Schwäbische Zeitung (Ravensburg / Weingarten)
Durchsichtige Strategie
Auch B-Probe des russischen Curlers Kruschelnizki positiv – Sportminister dennoch: „Ein Fehler“
PYEONGCHANG (SID/dpa) - Russland ist im Doping-Fall des Curlers Alexander Kruschelnizki mit einer recht durchsichtigen Strategie in die Offensive gegangen. Das russische Nationale Olympische Komitee ROC bestätigte am Dienstag eine positive B-Probe Kruschelnizkis, der im Mixed-Wettbewerb Bronze gewonnen hatte, auf das verbotene Herzmedikament Meldonium – und will trotzdem den Kopf aus der Schlinge ziehen. Das Ziel bleibt, als stolze russische Nation an der Schlussfeier der Winterspiele von Pyeongchang teilzunehmen.
War es ein Teamrivale?
„Wir bedauern den Vorfall sehr“, schrieb das ROC in seiner Stellungnahme, bevor es gleich eine ganze Reihe vermeintlich entlastender Argumente vorbrachte. Die Meldonium-Konzentration bei dem Bronzemedaillen-Gewinner von Pyeongchang sei „absolut bedeutungslos für jedweden Effekt auf den menschlichen Körper“gewesen, hieß es. Zudem seien Kruschelnizkis vorangehende Tests negativ gewesen.
Daraus schloss das ROC, dass die Einnahme „unwissentlich und nicht systematisch“erfolgt sei. Man habe keine Erklärung dafür, wie die Substanz in den Körper des Athleten gelangt sein könnte, schrieb das derzeit wegen des russichen Staatsdopingsystems rund um die Winterspiele 2014 in Sotschi vom IOC suspendierte NOK und kündigte eine „umfassende strafrechtliche Untersuchung der Umstände des Vorfalls„ an.

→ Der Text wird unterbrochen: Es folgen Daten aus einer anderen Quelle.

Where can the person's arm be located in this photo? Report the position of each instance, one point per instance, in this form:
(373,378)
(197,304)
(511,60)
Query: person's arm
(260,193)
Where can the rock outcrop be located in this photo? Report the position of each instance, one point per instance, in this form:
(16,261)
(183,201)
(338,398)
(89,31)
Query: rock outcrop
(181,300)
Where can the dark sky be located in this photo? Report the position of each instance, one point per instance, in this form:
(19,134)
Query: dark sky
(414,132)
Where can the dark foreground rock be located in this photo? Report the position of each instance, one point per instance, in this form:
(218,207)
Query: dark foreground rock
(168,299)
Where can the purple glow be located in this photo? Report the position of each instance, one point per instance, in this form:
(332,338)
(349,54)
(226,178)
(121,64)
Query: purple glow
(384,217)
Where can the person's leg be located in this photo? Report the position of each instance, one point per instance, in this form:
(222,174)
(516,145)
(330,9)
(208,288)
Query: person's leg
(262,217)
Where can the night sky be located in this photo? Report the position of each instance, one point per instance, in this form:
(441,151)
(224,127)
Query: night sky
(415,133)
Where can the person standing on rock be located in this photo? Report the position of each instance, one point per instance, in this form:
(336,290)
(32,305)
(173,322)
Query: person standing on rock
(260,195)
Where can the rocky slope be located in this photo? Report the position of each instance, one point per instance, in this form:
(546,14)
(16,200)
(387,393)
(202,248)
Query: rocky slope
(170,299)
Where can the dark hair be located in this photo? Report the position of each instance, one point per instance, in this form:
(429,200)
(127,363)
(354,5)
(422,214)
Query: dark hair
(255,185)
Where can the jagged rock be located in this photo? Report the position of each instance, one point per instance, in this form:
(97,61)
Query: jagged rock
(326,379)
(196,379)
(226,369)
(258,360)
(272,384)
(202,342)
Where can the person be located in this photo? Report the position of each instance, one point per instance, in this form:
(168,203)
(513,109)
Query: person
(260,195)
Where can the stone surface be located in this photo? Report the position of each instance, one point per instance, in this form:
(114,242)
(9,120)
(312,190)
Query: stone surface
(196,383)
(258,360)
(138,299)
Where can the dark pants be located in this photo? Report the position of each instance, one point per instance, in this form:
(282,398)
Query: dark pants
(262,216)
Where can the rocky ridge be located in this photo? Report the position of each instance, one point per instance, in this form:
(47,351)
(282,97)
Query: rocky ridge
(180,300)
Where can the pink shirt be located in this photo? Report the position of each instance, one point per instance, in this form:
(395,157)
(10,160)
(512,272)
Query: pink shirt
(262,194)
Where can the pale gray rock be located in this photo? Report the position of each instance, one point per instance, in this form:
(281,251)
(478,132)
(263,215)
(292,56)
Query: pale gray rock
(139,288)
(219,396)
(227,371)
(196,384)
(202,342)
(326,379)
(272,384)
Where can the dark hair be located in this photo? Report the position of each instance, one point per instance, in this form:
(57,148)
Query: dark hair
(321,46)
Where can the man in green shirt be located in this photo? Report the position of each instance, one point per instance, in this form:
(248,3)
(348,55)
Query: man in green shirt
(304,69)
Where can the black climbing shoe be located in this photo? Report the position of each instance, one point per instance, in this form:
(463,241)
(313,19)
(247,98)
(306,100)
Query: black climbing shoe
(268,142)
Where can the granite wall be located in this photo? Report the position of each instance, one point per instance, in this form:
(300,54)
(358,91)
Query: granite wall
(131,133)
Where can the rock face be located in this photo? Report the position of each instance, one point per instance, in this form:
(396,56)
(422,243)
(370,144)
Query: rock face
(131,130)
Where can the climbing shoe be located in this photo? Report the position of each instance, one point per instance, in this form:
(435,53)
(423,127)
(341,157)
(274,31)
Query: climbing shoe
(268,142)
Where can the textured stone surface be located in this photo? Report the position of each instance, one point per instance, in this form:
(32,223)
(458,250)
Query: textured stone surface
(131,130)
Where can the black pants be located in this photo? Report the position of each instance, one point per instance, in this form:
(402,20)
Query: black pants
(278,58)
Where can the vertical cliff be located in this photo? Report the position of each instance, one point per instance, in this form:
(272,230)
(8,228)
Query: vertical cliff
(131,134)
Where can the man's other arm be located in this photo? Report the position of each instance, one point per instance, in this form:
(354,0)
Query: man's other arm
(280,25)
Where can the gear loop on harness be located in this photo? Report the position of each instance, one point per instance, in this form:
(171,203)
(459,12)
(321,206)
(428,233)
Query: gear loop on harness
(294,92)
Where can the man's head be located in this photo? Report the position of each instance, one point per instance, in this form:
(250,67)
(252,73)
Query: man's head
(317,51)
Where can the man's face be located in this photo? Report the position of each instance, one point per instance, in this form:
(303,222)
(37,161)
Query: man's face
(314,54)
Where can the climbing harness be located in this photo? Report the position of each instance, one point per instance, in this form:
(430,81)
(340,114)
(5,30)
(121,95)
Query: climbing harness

Kruschelnizki selbst hatte gemutmaßt, dass ihm ein Teamrivale im Trainingslager Meldonium ins Getränk geschüttet hat.
Gleichzeitig griffen die Russen auf das Wiedereingliederungsverfahren des IOC vor und stellten sich als unbescholtene Sportnation dar, ohne eine Schuld im Staatsdopingskandal einzugestehen. „Wir möchten betonen, dass in Russland in den letzten Jahren in enger Zusammenarbeit mit der WADA und dem IOC große Anstrengungen zur Bildung eines grundsätzlich neuen Anti-Doping-Systems unternommen wurden“, hieß es: „Unsere Athleten bestehen regelmäßig und häufiger als andere die Dopingtests.“
Zudem legte das ROC dem IOC eine mögliche Begründung für eine Begnadigung noch vor der Schlussfeier auf den Präsentierteller. „Gleichzeitig sind positive Tests, wie bei dem aktuellen Vorfalls, rein individuell“, schrieb das ROC.
Auch Kruschelnizki selbst meldete sich am Dienstag in einer auf der Homepage des Curling-Verbandes veröffentlichten Mitteilung noch mal zu Wort. Der positive Test sei ein „Schock“gewesen, er habe niemals in seiner Karriere verbotene Substanzen genommen. Sportminister Pawel Kolobkow begleitete die Stellungnahme mit der auch schon seit Jahrzehnten gerne verwendeten Aussage, Doping ergebe im Curling ohnehin keinen Sinn. Der Agentur Interfax sagte er zudem: „Das ist zweifellos ein Fehler.“Man müsse nun herausfinden, wer die Schuld dafür trage. Kruschelnizki habe sicherlich nicht absichtlich die illegale Substanz Meldonium eingenommen.
Nach Angaben des russischen Curling-Verbands geht es Kruschelnizki seit Bekanntwerden der Vorwürfe sehr schlecht. „Er ist in einer Situation, die man nicht einmal seinem Feind wünscht“, sagte Verbandschef Dmitri Swischtschow. Der Verband stehe hinter dem Athleten.